Second, as a W-2 employee, you have many benefits. Your employer pays half of your Social Security and Medicare payroll tax (half is 7.65%). You might think that 20% is more than 7.65%, but remember that a 20% deduction in taxable income in the 24% tax bracket only saves you 4.8% in tax. That’s less than the value of having your employer pay their 7.65% of the payroll tax.

Employees may be eligible for other benefits including health insurance, vacation, state unemployment benefits, workers comp for injuries, and most importantly, the right to unionize. The Lancaster Symphony spent eight years in court, unsuccessfully trying to assert that musicians were not employees, to prevent them from unionizing. You would have a lot to lose by not being an employee, so I am not recommending anyone try to change their employment status.

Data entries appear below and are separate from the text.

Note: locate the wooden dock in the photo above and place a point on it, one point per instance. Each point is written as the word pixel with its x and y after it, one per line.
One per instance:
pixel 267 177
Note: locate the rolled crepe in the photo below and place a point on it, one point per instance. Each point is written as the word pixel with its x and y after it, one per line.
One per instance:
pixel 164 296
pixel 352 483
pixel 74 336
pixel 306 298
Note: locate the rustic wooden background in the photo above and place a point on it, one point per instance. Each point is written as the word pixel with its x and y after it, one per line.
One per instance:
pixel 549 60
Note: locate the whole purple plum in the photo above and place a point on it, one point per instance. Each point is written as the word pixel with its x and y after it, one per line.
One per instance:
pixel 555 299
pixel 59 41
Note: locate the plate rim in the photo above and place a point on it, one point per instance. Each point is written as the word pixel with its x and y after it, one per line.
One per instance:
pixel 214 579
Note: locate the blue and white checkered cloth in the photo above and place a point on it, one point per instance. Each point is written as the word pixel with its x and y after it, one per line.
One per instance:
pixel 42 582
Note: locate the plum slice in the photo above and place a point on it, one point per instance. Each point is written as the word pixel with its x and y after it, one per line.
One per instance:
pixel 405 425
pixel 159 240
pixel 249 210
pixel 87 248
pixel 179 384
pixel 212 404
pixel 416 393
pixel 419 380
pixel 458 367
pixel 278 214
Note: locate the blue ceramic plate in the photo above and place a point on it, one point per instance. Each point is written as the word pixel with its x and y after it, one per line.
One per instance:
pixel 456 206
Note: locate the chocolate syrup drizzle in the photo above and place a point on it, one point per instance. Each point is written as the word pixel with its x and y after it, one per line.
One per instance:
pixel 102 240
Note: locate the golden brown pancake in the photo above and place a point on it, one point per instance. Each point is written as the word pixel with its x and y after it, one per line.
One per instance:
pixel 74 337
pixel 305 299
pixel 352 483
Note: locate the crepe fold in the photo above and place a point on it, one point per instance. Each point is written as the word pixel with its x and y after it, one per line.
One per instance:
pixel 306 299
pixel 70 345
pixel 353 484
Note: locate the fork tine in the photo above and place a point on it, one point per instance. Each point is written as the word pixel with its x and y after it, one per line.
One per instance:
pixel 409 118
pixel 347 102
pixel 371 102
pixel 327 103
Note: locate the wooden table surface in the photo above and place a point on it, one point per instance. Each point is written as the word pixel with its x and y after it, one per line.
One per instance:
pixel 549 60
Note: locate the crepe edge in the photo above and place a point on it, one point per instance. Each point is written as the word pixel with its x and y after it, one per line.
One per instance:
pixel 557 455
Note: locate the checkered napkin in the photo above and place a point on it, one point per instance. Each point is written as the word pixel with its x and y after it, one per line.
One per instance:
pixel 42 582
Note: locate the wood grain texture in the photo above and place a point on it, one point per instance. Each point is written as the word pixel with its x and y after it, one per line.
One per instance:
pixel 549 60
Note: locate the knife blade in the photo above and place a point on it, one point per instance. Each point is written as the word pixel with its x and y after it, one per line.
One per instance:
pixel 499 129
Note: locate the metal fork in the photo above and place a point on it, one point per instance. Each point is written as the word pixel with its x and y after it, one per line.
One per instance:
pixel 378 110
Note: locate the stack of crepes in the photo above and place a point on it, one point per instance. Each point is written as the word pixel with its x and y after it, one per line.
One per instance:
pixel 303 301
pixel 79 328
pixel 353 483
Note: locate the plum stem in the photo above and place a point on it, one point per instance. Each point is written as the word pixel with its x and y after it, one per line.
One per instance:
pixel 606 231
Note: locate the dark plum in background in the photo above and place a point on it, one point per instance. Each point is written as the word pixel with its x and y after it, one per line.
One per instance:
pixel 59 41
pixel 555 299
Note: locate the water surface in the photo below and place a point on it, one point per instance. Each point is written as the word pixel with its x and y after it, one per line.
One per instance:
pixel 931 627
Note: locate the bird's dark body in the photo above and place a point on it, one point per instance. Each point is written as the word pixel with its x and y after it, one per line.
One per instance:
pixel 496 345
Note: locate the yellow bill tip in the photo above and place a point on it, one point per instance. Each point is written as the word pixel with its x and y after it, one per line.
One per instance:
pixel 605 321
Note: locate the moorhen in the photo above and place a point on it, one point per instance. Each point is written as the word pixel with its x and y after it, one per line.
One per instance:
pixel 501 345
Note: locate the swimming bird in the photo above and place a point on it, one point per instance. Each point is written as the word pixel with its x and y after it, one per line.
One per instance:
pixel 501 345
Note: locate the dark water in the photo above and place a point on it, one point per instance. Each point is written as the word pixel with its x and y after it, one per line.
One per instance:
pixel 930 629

Still, I expect many of you have Schedule C income from teaching private lessons, playing weddings, or other one-time gigs. If you do have self-employment income, you should benefit from the new tax law as long as you are under the income levels listed above. If you do other related work in music – publishing, repairing instruments, making accessories, etc. – that income might not be considered a Specified Service, so be sure to talk with your tax advisor about your individual situation. We will continue to study this area looking for ways to help musicians like you take advantage of every benefit you can legally obtain.